Was aber erwarten Salzburger von ihrer Stadt? Ihre Wünsche sind denen der Touristen wohl ziemlich ähnlich. Mit dem Unterschied, dass es die eigenen Lebensgeschichten sein sollen, die ihre Stadt erzählt. Diese Geschichten mögen in ihrer Gesamtheit nicht besonders spektakulär sein; auch legt noch keine aus zeitlichem Abstand geborene Ungenauigkeit der Wahrnehmung den Schleier romantischer Verklärung über sie. Für die Qualität des Stadtraumes macht das keinen Unterschied. Es ist heute wie immer schon die Aufgabe einer Siedlung, aus einer Vielzahl funktioneller, kultureller und wirtschaftlicher Rahmenbedingungen einen Ort zu formen, zu dem Menschen ein Gefühl der Verbundenheit entwickeln können. Mit reiner Funktionalität kommt man da nicht weit, man muss auch Emotionen wecken. Vieles kann dazu beitragen: die Bewegung im Raum etwa, Gelegenheiten zur Kommunikation, Ruhezonen, Bereiche, in denen kleine Kinder spielen, Jugendliche sich treffen, alte Leute am öffentlichen Leben teilnehmen können, die Verbindung mit dem Vorgefundenen und der Dialog des Gebauten mit dem Landschaftsraum.

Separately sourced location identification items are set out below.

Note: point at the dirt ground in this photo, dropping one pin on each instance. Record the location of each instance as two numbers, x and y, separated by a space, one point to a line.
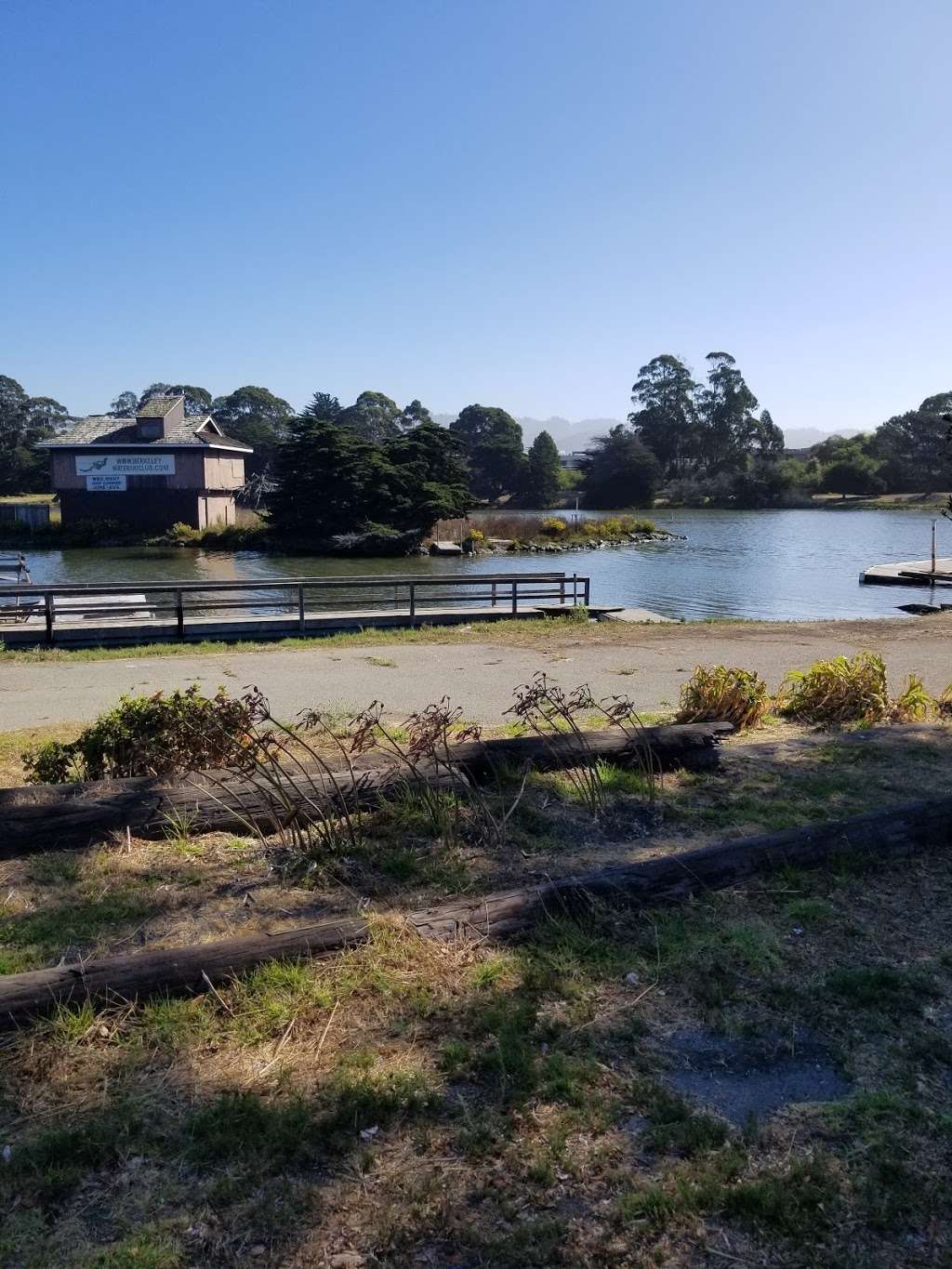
760 1077
478 668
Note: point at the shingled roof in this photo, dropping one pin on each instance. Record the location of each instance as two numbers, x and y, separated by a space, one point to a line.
103 430
156 407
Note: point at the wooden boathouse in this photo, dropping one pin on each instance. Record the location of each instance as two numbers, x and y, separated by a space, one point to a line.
160 469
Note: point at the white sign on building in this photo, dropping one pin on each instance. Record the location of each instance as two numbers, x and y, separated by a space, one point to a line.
126 465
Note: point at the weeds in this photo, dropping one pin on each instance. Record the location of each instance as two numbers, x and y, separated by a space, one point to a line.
840 691
544 708
719 694
914 703
153 735
289 789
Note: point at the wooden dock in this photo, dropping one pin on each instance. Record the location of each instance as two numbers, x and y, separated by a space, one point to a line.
110 615
909 573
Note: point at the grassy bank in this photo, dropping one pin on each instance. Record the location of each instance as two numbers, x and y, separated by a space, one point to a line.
412 1103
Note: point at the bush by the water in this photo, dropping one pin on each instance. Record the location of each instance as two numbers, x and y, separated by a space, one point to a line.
548 528
838 691
716 693
155 735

In unmittelbarer Nähe des touristisch geprägten Salzburgs entsteht gerade ein Stadtteil, in dem dank eines mit großer Geduld und einiger Hartnäckigkeit geführten Vorbereitungs- und Planungsprozesses eine Fülle von Überlegungen dieser Art baulich umgesetzt werden konnte. An der westlichen Flanke des Rainbergs, etwa 500 Meter von den Tiefgaragen im Rücken des Festspielbezirks entfernt, werden auf einem annähernd 35.000 Quadratmeter großen Areal rund 330 Wohnungen, Geschäftsflächen, ein Stadtteilzentrum, ein Kindergarten und ein 5000 Quadratmeter großer, öffentlich zugänglicher Park errichtet. Der nördliche Teil der von Neutorstraße, Moosstraße, Sinnhubstraße und Leopoldskronstraße begrenzten Anlage ist seit Herbst in Betrieb. Der südliche Abschnitt ist noch im Bau und wird heuer im Sommer fertiggestellt. Möglich wurde die Aufwertung eines bislang eher vorstädtisch geprägten Viertels durch den Abbruch der ehemaligen Riedenburgkaserne und den Willen der neuen Eigentümer des Areals, mit dem Projekt nicht das Maximum an Rendite zu erzielen, sondern das Bestmögliche an Lebensraum für die Bewohner der Stadt zu schaffen.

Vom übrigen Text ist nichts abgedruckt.